In una deposizione al Senato oscurata da altre priorità, Rosenstein ha detto che, in assenza di una giusta causa, non licenzierebbe Mueller nemmeno se glielo chiedesse il presidente: “Se non ci fosse una giusta causa, non m’importerebbe quello che dicono gli altri”. La Casa Bianca non l’ha presa bene, altro eufemismo. Così la guerra è arrivata in superficie. Giovedì sera, quando l’ennesima fonte anonima allargava l’inchiesta anche a Kushner, Rosenstein ha pubblicato una dichiarazione assai irrituale nel tono e nei contenuti: “Gli americani devono esercitare prudenza prima di accettare come veri fatti attribuiti ad anonimi ‘funzionari’, specialmente quando non possono identificare il paese – per non dire la branca o l’agenzia governativa – al quale queste presunte fonti sono affiliate. Gli americani devono essere scettici sulle accuse anonime. Il dipartimento di giustizia tiene la tradizionale linea di non confermare né smentire queste accuse”.

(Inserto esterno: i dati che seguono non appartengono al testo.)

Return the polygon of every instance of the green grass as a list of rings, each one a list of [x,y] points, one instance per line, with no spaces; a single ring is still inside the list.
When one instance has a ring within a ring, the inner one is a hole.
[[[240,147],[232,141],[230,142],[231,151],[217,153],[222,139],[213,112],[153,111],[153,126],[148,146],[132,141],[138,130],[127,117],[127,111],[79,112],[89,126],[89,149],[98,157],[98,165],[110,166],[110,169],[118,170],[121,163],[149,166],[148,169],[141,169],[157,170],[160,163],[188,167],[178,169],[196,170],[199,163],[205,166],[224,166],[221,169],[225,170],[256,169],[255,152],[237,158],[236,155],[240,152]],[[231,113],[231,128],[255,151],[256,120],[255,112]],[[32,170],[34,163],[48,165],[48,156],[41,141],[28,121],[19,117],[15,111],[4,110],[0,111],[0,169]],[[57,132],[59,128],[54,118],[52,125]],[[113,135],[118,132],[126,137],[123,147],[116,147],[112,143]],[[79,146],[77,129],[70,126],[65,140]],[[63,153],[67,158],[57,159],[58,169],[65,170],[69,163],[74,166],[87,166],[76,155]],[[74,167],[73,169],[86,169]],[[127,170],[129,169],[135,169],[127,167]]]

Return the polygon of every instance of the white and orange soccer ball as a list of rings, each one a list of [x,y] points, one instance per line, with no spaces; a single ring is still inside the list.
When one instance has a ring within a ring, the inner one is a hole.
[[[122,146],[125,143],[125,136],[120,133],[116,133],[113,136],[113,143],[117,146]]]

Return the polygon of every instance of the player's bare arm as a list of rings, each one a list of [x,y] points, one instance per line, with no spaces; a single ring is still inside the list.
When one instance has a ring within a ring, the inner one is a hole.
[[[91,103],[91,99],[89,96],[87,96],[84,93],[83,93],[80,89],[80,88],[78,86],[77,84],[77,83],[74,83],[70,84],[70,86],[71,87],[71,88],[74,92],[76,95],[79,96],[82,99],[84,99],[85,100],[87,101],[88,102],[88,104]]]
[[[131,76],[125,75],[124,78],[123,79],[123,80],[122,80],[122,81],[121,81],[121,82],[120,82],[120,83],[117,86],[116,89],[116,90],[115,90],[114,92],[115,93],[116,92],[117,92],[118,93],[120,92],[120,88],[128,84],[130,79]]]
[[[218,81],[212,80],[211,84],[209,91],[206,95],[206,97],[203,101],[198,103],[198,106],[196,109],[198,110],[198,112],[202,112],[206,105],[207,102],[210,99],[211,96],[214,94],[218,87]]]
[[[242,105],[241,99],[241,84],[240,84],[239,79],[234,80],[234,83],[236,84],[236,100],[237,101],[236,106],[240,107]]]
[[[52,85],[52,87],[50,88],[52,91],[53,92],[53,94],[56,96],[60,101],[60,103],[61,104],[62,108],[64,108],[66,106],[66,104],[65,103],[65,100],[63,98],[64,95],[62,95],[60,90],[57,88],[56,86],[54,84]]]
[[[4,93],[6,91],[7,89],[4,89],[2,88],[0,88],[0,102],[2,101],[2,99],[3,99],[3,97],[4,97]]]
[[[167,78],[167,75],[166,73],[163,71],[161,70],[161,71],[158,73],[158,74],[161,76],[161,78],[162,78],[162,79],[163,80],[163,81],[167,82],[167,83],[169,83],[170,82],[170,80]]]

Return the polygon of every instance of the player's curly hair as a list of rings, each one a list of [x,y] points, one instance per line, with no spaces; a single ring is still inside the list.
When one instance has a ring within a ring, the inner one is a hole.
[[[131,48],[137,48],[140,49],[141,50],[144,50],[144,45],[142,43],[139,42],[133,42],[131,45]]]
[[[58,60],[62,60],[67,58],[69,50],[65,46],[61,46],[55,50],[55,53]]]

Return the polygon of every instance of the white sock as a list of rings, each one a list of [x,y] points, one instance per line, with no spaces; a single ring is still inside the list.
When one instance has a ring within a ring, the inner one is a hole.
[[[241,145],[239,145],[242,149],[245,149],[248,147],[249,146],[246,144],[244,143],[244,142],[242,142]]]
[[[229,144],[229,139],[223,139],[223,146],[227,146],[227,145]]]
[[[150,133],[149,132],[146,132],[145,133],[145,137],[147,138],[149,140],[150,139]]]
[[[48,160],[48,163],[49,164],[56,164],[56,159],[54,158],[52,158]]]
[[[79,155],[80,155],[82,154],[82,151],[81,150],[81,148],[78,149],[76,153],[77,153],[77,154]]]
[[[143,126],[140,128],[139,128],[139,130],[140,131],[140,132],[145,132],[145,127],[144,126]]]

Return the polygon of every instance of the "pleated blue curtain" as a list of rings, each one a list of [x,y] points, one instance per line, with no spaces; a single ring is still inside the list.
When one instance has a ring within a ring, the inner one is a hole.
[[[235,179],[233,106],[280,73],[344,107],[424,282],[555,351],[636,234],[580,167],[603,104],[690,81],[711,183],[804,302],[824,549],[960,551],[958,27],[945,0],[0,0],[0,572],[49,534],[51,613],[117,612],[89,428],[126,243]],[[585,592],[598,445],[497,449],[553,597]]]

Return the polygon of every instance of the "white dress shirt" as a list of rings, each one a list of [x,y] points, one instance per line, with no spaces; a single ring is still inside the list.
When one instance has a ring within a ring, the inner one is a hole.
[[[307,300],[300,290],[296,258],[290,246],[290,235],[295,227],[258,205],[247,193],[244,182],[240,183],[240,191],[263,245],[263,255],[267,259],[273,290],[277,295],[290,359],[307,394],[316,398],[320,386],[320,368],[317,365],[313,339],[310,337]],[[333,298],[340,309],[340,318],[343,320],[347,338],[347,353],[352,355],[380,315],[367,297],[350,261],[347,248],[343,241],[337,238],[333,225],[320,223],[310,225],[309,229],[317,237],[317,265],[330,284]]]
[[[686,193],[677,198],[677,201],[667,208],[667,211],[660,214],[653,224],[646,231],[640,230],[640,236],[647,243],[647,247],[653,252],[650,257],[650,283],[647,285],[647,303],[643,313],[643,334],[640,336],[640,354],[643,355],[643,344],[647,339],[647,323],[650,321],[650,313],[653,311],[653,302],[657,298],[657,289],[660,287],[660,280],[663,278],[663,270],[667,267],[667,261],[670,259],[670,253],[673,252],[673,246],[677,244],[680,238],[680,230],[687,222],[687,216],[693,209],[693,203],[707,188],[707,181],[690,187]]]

E’ talmente irrituale che sembra scritta dallo staff di Trump. In ogni caso, una dichiarazione del genere è in linea con i desideri della Casa Bianca, che sta facendo di tutto per screditare le accuse, presentando l’operazione alimentata a suon di leak come un complotto politico per via giudiziaria. Una caccia alle streghe, appunto. Attaccando Rosenstein, Trump ha aperto una questione politica che è assai più vasta di quella giuridica, che frettolosamente viene associata alla parola magica, “impeachment” (che però è, appunto, un procedimento politico). Gli elementi noti finora dicono che il presidente potrebbe sopravvivere in qualche modo alle accuse che gli sono mosse, ma lo scenario cambierebbe completamente se, sull’onda della frustrazione, Trump decidesse di licenziare uno fra Rosenstein, Mueller o Sessions, quest’ultimo passato da alleato d’acciaio a consigliere da guardare con sospetto. In quel caso l’ostruzione alla giustizia sarebbe palese (almeno politicamente), e diventerebbe impossibile per lui continuare ad avere l’appoggio dei repubblicani al Congresso, sostegno necessario per evitare la procedura di incriminazione. Le conseguenze dell’aggressione a Rosenstein possono essere letali.